One day we will beat our swords into plowshares and spears into pruning hooks. The trajectory of human history is toward tools, not weapons; gardening, not warfare. Christ, have mercy.
One day we will no longer "learn war." There is something so disturbing about the idea that we learn war. Not just wage war, but learn it: direct our curiosity, intellect, imagination, and will toward more effectively destroying people who bear God's image. But one day, this perversion will cease. Lord, have mercy.
Lord, have mercy. Christ, have mercy. Lord, have mercy.
Holy Week begins on Sunday. We will gather outside and wave palm branches and parade down South Quincy singing "all glory, laud, and honor to Thee, Redeemer King" in a chaotic chorus of joy and anticipation.

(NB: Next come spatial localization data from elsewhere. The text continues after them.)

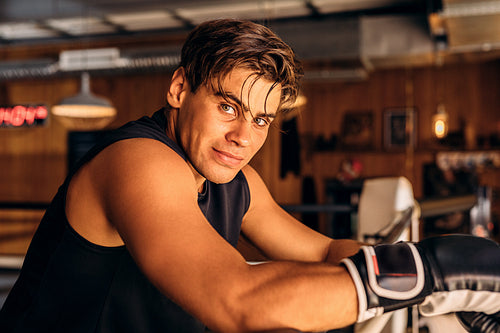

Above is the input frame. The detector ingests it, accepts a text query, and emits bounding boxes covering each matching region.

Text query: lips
[213,148,244,167]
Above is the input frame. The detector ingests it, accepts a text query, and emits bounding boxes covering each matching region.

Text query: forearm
[222,261,358,332]
[324,239,364,265]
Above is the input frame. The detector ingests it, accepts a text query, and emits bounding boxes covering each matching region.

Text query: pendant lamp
[52,72,116,130]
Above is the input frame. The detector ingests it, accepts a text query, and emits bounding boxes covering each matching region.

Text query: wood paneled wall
[0,73,172,200]
[1,59,500,253]
[255,61,500,204]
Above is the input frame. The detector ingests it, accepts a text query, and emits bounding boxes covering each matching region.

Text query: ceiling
[0,0,426,42]
[1,0,500,80]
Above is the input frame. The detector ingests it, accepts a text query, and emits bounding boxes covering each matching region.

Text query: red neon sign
[0,105,48,127]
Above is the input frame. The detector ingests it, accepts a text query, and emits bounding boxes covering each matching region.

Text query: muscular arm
[77,140,358,332]
[241,166,362,265]
[237,166,361,329]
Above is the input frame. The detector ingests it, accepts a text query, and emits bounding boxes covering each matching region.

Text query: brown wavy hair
[178,19,303,114]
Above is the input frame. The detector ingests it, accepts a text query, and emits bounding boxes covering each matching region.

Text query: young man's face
[174,67,281,185]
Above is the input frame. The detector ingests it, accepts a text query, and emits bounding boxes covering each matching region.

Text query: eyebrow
[214,91,277,120]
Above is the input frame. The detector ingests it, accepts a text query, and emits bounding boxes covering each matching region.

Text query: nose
[226,119,251,147]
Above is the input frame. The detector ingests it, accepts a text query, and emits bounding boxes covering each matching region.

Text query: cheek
[252,130,269,152]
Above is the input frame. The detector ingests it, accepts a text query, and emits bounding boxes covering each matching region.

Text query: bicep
[241,166,333,262]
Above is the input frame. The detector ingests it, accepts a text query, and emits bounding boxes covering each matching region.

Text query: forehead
[212,68,282,114]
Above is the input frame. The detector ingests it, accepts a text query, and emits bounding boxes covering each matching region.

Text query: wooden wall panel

And then, not 15 minutes later, we will shout "Crucify him!" with the crowds as we read the passion narrative.
Holy Week always begins with this liturgical whiplash. We hear our voices praise Jesus as king, then condemn him as criminal. It's a jarring reminder of how easily we abandon our loyalty to Jesus and his kingdom. Jesus was not the kind of Redeemer King people had hoped for. He didn't come with force, he didn't overthrow the Roman authorities, and he didn't reinstate his people to political power and glory.

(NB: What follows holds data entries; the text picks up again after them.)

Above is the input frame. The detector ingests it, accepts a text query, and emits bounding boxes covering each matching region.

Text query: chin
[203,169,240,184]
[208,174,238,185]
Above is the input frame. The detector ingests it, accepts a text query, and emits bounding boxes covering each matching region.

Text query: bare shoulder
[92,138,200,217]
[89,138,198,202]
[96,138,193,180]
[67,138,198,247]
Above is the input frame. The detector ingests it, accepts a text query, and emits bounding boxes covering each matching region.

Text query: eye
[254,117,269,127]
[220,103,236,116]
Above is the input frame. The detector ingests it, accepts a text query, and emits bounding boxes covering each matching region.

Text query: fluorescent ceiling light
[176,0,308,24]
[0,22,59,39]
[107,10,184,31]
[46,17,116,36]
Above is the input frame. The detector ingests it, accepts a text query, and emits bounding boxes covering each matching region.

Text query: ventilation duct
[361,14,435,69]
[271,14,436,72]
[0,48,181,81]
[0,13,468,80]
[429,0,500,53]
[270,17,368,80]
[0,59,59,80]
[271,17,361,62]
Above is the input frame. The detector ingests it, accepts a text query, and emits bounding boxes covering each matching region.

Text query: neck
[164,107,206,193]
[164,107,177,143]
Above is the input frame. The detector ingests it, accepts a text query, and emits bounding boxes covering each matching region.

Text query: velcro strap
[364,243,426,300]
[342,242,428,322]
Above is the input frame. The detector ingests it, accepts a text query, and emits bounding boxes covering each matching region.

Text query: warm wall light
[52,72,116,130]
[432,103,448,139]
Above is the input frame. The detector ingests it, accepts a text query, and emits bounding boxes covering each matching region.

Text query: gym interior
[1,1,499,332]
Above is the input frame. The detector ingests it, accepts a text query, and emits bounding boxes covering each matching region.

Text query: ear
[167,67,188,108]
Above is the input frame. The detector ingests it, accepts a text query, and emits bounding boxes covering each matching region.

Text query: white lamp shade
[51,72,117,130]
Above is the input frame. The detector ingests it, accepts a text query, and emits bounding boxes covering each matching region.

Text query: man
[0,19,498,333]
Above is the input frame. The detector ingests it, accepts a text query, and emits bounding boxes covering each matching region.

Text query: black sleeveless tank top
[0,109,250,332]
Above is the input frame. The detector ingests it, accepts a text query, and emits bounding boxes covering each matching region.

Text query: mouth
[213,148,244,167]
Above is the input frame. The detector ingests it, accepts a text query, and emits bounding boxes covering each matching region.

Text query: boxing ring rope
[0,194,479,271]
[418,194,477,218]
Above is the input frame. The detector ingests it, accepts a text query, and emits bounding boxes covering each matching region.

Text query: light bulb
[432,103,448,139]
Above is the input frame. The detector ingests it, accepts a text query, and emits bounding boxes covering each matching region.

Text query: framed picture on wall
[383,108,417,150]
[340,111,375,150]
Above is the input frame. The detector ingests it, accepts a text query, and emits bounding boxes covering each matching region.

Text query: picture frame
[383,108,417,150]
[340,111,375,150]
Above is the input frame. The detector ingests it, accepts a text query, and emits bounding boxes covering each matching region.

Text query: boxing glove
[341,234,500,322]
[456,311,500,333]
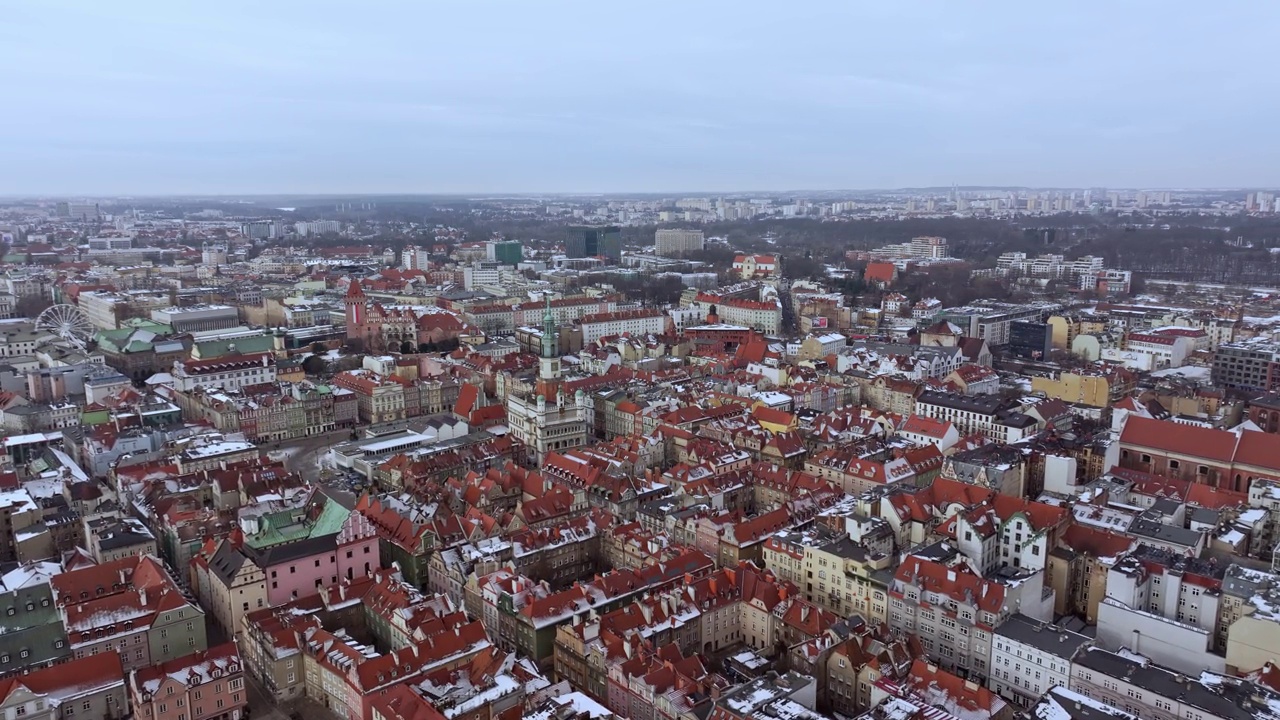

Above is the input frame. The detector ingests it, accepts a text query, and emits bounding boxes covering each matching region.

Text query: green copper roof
[242,497,350,550]
[195,334,275,358]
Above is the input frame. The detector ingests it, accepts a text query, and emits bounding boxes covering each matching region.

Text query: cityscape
[6,4,1280,720]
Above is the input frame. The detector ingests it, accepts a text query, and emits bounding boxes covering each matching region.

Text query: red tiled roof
[893,556,1005,617]
[1119,416,1237,463]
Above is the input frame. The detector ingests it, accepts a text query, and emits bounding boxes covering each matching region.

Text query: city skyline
[4,2,1280,194]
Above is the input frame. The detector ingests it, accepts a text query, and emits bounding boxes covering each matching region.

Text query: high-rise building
[294,220,340,237]
[654,228,704,257]
[241,220,279,239]
[56,202,101,221]
[486,240,523,265]
[565,226,621,261]
[401,245,430,270]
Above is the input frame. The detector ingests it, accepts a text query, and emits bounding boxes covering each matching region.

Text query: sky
[2,2,1277,195]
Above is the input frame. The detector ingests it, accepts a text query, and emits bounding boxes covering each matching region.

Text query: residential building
[129,643,246,720]
[990,614,1092,707]
[888,555,1052,683]
[0,562,71,675]
[49,555,208,672]
[1213,340,1280,392]
[914,391,1039,443]
[1070,647,1275,720]
[85,516,158,563]
[655,229,704,256]
[0,652,127,720]
[191,491,379,640]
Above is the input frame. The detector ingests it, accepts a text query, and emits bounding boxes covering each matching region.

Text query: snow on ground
[265,447,305,463]
[1150,365,1212,381]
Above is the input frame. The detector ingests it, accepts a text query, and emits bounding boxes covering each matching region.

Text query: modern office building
[566,226,621,262]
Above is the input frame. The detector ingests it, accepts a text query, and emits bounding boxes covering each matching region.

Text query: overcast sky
[2,2,1276,195]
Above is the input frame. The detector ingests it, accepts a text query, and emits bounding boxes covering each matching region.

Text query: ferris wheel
[35,304,95,352]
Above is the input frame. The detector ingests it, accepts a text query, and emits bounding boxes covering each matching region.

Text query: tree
[400,340,415,354]
[14,295,52,319]
[302,355,328,375]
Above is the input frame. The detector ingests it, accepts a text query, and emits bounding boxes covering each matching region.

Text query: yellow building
[1031,369,1133,408]
[1046,315,1078,351]
[801,538,892,624]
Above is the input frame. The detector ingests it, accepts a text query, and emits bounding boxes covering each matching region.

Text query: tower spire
[541,294,555,358]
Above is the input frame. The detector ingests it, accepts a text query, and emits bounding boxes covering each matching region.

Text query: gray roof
[1032,686,1137,720]
[208,541,247,587]
[88,517,155,551]
[1126,517,1204,549]
[244,533,338,568]
[1074,647,1280,720]
[994,613,1092,659]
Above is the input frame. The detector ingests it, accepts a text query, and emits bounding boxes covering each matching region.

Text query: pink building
[253,508,379,606]
[130,643,246,720]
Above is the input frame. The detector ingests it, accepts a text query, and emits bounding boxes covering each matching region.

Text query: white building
[990,614,1092,708]
[1122,331,1195,370]
[869,236,950,261]
[401,245,431,271]
[463,261,505,290]
[1070,647,1263,720]
[172,352,277,392]
[78,290,172,330]
[579,308,667,344]
[914,391,1039,443]
[655,229,705,256]
[294,220,341,237]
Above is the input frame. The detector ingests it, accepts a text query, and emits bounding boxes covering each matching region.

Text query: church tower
[344,280,367,349]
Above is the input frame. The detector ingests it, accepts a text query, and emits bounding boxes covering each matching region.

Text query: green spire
[541,294,555,358]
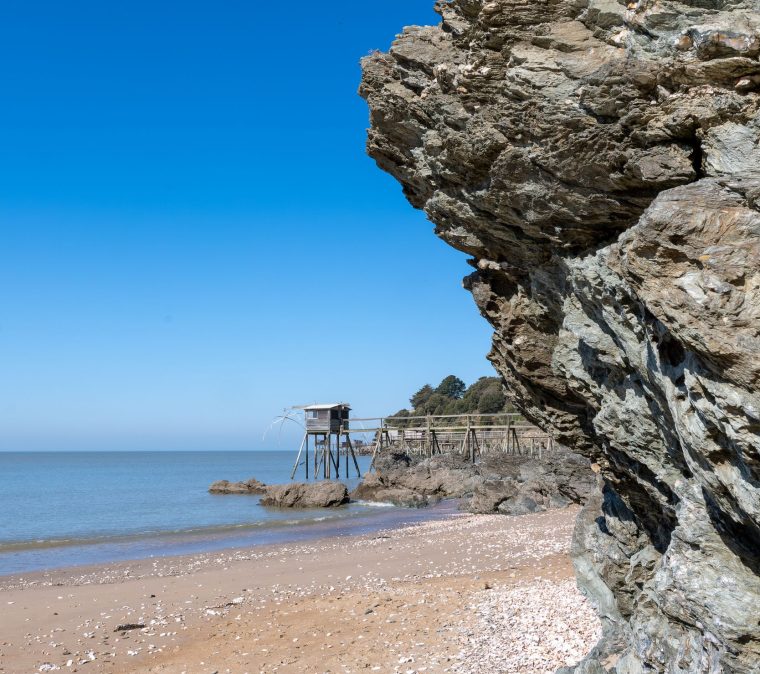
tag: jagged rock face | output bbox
[351,450,594,511]
[360,1,760,672]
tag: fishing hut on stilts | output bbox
[290,403,362,480]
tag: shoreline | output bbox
[0,505,600,674]
[0,501,460,590]
[0,499,456,579]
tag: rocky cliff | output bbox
[360,1,760,671]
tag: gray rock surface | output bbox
[259,481,349,508]
[470,451,596,514]
[361,1,760,671]
[208,478,267,494]
[351,449,594,513]
[351,453,483,506]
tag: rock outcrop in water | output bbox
[259,481,350,508]
[208,478,268,494]
[361,1,760,671]
[209,479,349,508]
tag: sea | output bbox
[0,451,448,576]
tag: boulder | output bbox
[365,486,431,508]
[259,481,349,508]
[467,478,518,514]
[208,478,267,494]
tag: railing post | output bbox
[466,415,473,463]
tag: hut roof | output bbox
[295,403,351,411]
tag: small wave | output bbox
[0,511,363,553]
[355,500,396,508]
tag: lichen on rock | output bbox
[360,0,760,671]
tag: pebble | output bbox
[454,578,601,673]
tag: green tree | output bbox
[435,375,466,399]
[390,374,513,423]
[410,384,434,409]
[388,408,411,429]
[478,389,506,413]
[417,393,448,415]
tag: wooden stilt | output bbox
[315,440,325,478]
[369,424,383,471]
[470,427,479,462]
[329,434,339,476]
[291,433,307,480]
[347,435,361,477]
[336,428,341,476]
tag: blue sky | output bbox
[0,1,494,451]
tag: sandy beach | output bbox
[0,506,600,674]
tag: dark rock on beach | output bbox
[469,451,596,515]
[467,478,519,514]
[469,451,597,514]
[259,481,349,508]
[208,478,268,494]
[351,452,487,507]
[352,448,594,514]
[361,0,760,670]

Instead, he came feeding the hungry, healing the sick, washing feet, and bearing a cross. Every year Holy Week invites us to re-dedicate ourselves to the descending way of Jesus. To lay down whatever hopes we'd placed in power, politics, or personal glory and follow Jesus all the way to death. There, and only there, do we find resurrection life.

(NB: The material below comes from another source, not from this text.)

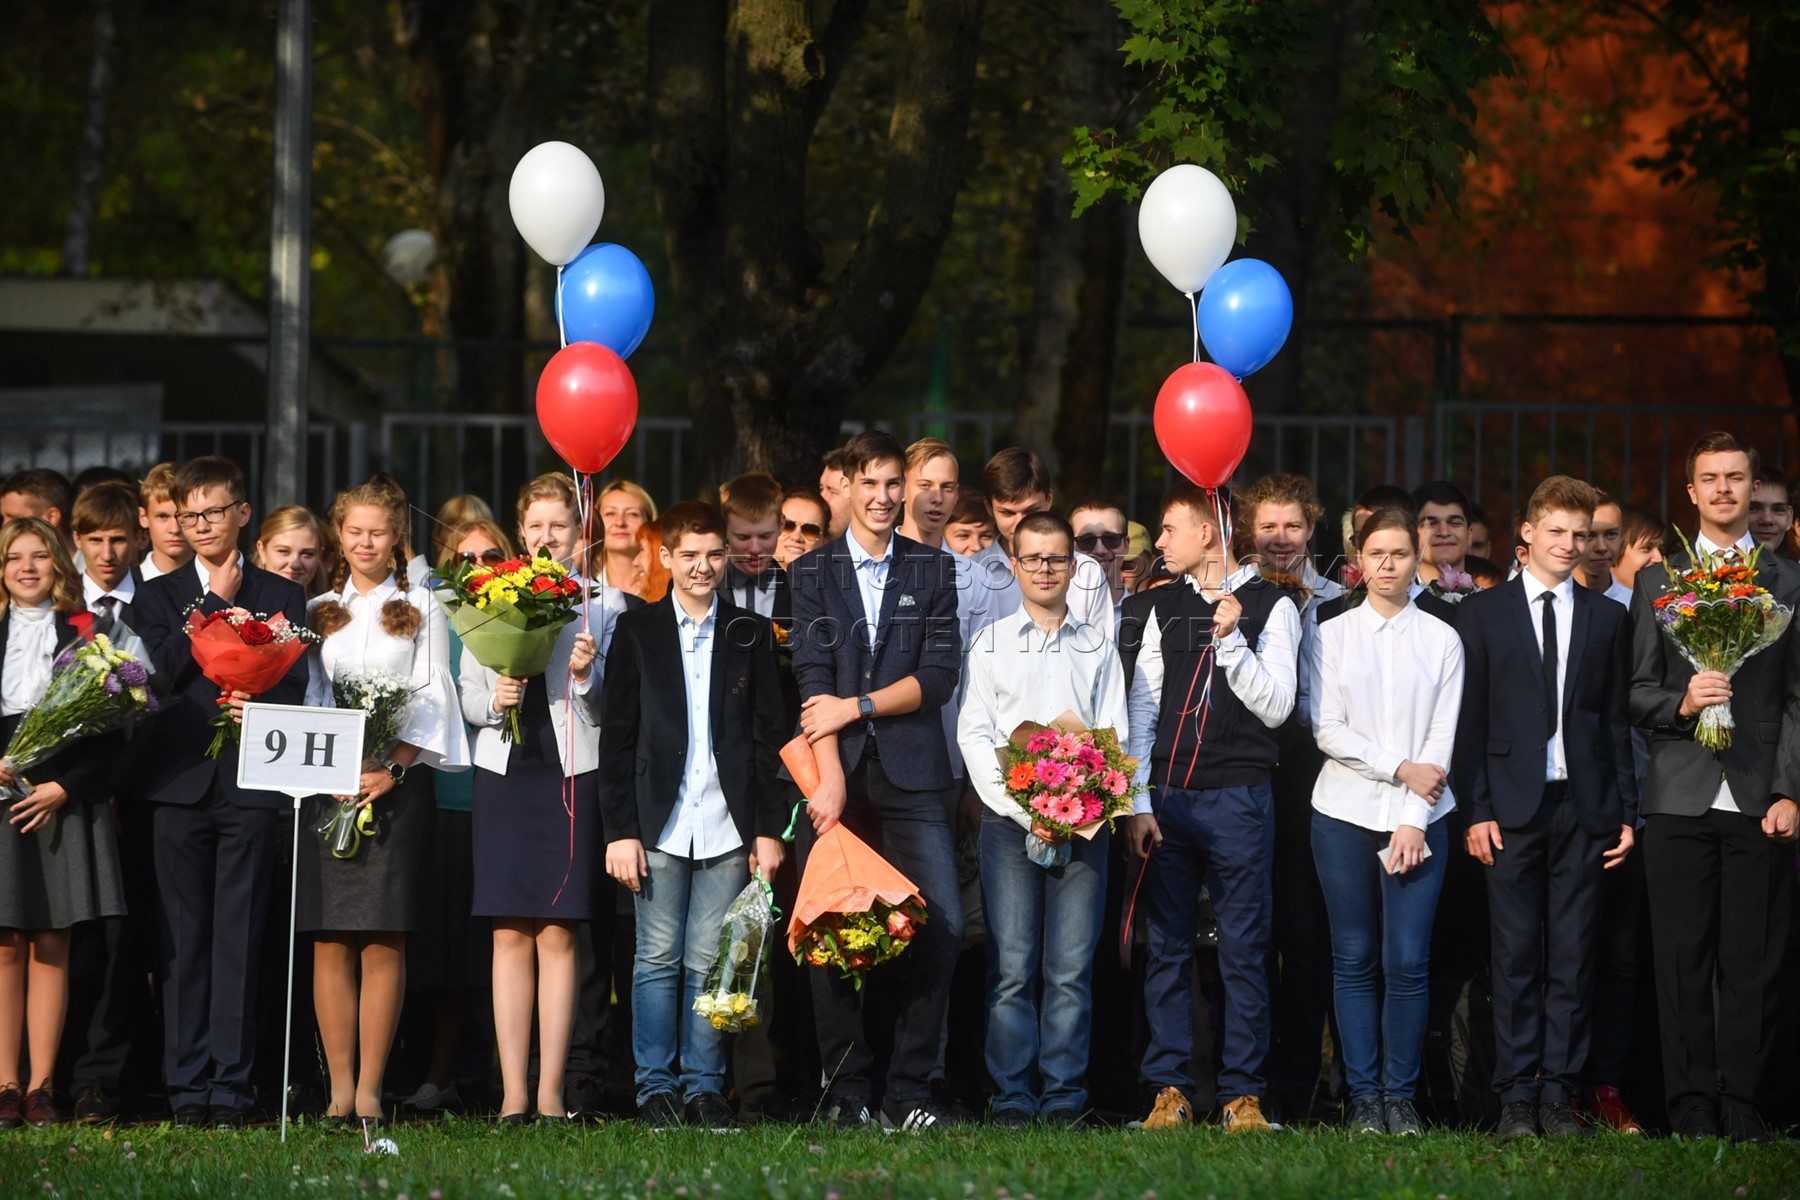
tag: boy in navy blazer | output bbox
[599,502,787,1130]
[787,430,963,1131]
[133,457,308,1126]
[1454,475,1637,1141]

You can read about all Holy Week services on our website, and I've included a brief summary below. As crazy as it may sound, I encourage you to consider doing everything — the services are so beautiful, so moving, so very worth your time.
Holy Week at Incarnation
Palm Sunday, April 2, 10am at Randolph. We begin outside with a procession of palms.
Maundy Thursday, April 6, 7:30pm at Greenbrier Baptist. A service of foot-washing and communion concluding with the stripping of the altar. And if that's not enough to entice you, the one and only Buz Schultz is preaching!
Good Friday, April 7, throughout the day at Greenbrier Baptist:
All day: Outdoor, self-guided Stations of the Cross
12pm: Good Friday Tenebrae service in the sanctuary
1-5pm: Sanctuary open for drop-in quiet prayer and confession
Holy Saturday, April 8, opportunities for reflection throughout the day as we sit in the silence of Christ's absence:
9am: Brief prayer service on Zoom.
Self-guided tour of sacred art at the National Gallery paired with readings from Julian of Norwich. Leigh McAfee has created this guide for us and it is incredible. I can't wait to share it with you. We will share printed copies on Sunday and upload a digital version to the Holy Week page.
Prepare lentil soup with vinegar to remember the bitter gall of the cross — an Incarnation tradition. Some people fast throughout the day and break their fast with this simple meal.
Host a simplified Easter Vigil around a fire pit and invite Incarnation friends. We will share printed copies on Sunday and upload a digital version to the Holy Week page.
Easter Sunday, April 9, 10am at Randolph
Bring your Incarnation bells!
Bring greens and flowers from the yard for our kids to adorn the altar
Bring an Easter dish to share for the potluck (last names A-D beverages; E-L sweets; M-Z savories)
I so look forward worshiping with you over the coming week. Together we will lament the violence we see in the world and in our own hearts. Together we will celebrate the certain hope of the resurrection.